BROWN: Finally from us tonight, bearing witness to the Civil Rights Era with camera in hand. It seems our week to remember those typical days. Last night, James Meredith on the 40th anniversary of what one person called the last battle of the Civil War -- the rioting that preceded Mr. Meredith's enrollment at Ole Miss University.

And tonight it's Ernest Withers. Mr. Withers shot some of the most memorable and important pictures of that time. You'll recognize some of them. They are history many of you will recall. You probably don't know much about the man who shot them, which was fine with him, but not -- we confess -- to us.

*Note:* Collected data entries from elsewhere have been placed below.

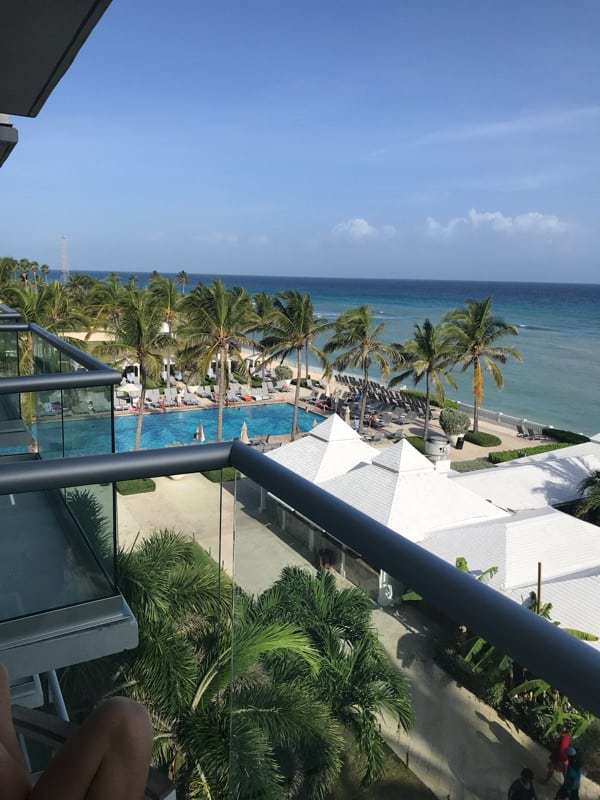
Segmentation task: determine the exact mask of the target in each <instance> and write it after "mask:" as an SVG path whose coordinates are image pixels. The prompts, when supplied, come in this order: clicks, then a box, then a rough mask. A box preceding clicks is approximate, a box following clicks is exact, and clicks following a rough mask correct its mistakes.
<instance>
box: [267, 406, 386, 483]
mask: <svg viewBox="0 0 600 800" xmlns="http://www.w3.org/2000/svg"><path fill="white" fill-rule="evenodd" d="M266 455H267V456H268V458H271V459H273V461H276V462H277V463H278V464H281V466H283V467H287V469H291V470H292V471H293V472H295V473H296V474H297V475H301V476H302V477H303V478H306V479H307V480H310V481H313V482H314V483H322V482H323V481H326V480H329V479H331V478H334V477H336V476H337V475H342V474H343V473H345V472H348V471H349V470H351V469H353V468H354V467H356V466H358V465H359V464H363V463H365V462H369V461H371V459H372V458H373V456H375V455H377V450H375V448H374V447H370V446H369V445H368V444H366V443H365V442H363V441H362V439H361V438H360V436H359V435H358V433H357V432H356V431H355V430H353V429H352V428H351V427H350V426H349V425H346V423H345V422H344V421H343V420H342V419H341V418H340V417H339V416H338V415H337V414H332V416H330V417H328V419H326V420H325V421H324V422H321V423H320V424H319V425H317V426H316V427H314V428H313V429H312V430H311V431H310V433H309V434H308V435H307V436H303V437H302V438H301V439H297V440H296V441H295V442H290V443H289V444H284V445H282V446H281V447H279V448H278V449H277V450H271V451H270V452H268V453H267V454H266Z"/></svg>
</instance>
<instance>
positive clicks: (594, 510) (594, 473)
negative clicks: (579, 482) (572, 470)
mask: <svg viewBox="0 0 600 800" xmlns="http://www.w3.org/2000/svg"><path fill="white" fill-rule="evenodd" d="M579 494H580V496H581V500H580V501H579V502H578V504H577V511H576V512H575V513H576V514H577V516H578V517H587V518H588V519H590V520H591V521H592V522H594V523H595V524H596V525H598V524H600V472H598V471H597V470H596V472H593V473H592V474H591V475H590V476H589V477H587V478H585V479H584V480H582V481H581V483H580V484H579Z"/></svg>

(BEGIN VIDEOTAPE) (SINGING)

TONY DECANEAS, DIRECTOR, PANOPTICON GALLERY: I think one of the most powerful images is the image of Martin Luther King being arrested at Medgar Evers' funeral -- the expression on his face is so pained. I knew the image, I'd seen it in "LIFE" magazine, probably, or "TIME" -- and yet there had never been a connection between that and Ernest Withers.

And it turns out that Ernest often times had exposed rolls of film to UPI and AP stringers they would get the byline and Ernest got his money and he was happy with that arrangement. Was never envious of their fame. To him the message getting out was more important.

ERNEST WITHERS, PHOTOGRAPHER: This is the very beginning of the "I'm a Man" labor.

The black newspapers that didn't get white service, they hired me to go throughout the South when racial incidents occurred. The murder of Emmitt Till, the original bus ride, Martin Luther King. Even protests within our own city.

DECANEAS: A lot of Ernest's photographs are good, simply because he had the courage to take them. There were times when Ernest got beat up, his cameras were smashed, his film was destroyed. It never, ever got in the way of taking pictures.

WITHERS: Although I was frightened -- that is something in terms of the level of responsibility that you have to stick to it until the end.

BEVERLY ROBERTSON, EXECUTIVE DIR., NATL. CIVIL RIGHTS MUSEUM: I believe he probably has somewhat comprehensive body of work on the movement today.

When you look at his pictures you feel as if you where there. Because he captures sort of everyday faces and images in such a powerful way that it places you right next to the person.

WITHERS: ... Elvis Presley.

DECANEAS: He also photographed the entire music scene in Memphis. He has pictures of Elvis Presley. Kind of cracked the myth that Elvis wasn't greatful to the black community. He was (UNINTELLIGIBLE) with black musicians. Ernest has the photographs to prove it.

His photographs documenting the Negro Baseball Leagues -- something that existed because of segregation and no longer exists because segregation was banned.

ROBERTSON: That's a big one.

I was the baby in the stroller with my dad. My family was very active. You had to demonstrate for my rights -- the future rights of the next generation. What I find striking is the facial expressions of the police officers. It's not one of, We're all glad we're out here together. I've had a lot friends and family that have seen photographs, and I hope when they look at the picture, they realize where we were in '61 at a people. Where we've come to today. The courage that it's taken to come this far. So it gives me pride.

I think it takes many, many years to understand the value of history and for us to understand the value of his work and for us to understand the value of the movement.

UNIDENTIFIED FEMALE: I think of you very often when I see your work around -- how are you?

WITHERS: Fine.

UNIDENTIFIED FEMALE: You look wonderful.

WITHERS: I can't find the fountain of youth! I'm looking for it.

DECANEAS: He lovers being a photographer, and he loves life. And the two just coincide. Fortunately, he's got long life genes and he's living to enjoy it.

WITHERS: I've made more than 6 million to 8 million pictures in a lifetime, and that's a lot of pictures. Each day that I'm Ernest Withers the photographer, I'll be expected to make pictures. So I'll be making pictures until I get 105.

(END VIDEOTAPE)

BROWN: That's the work of NEWSNIGHT producer Sarah Coil (ph). Nicely done.

And that's the program for tonight. We're all back tomorrow at 10:00 Eastern time. We hope you'll join us as well. Until then, I'm Aaron Brown in New York. Good night from all of us at NEWSNIGHT.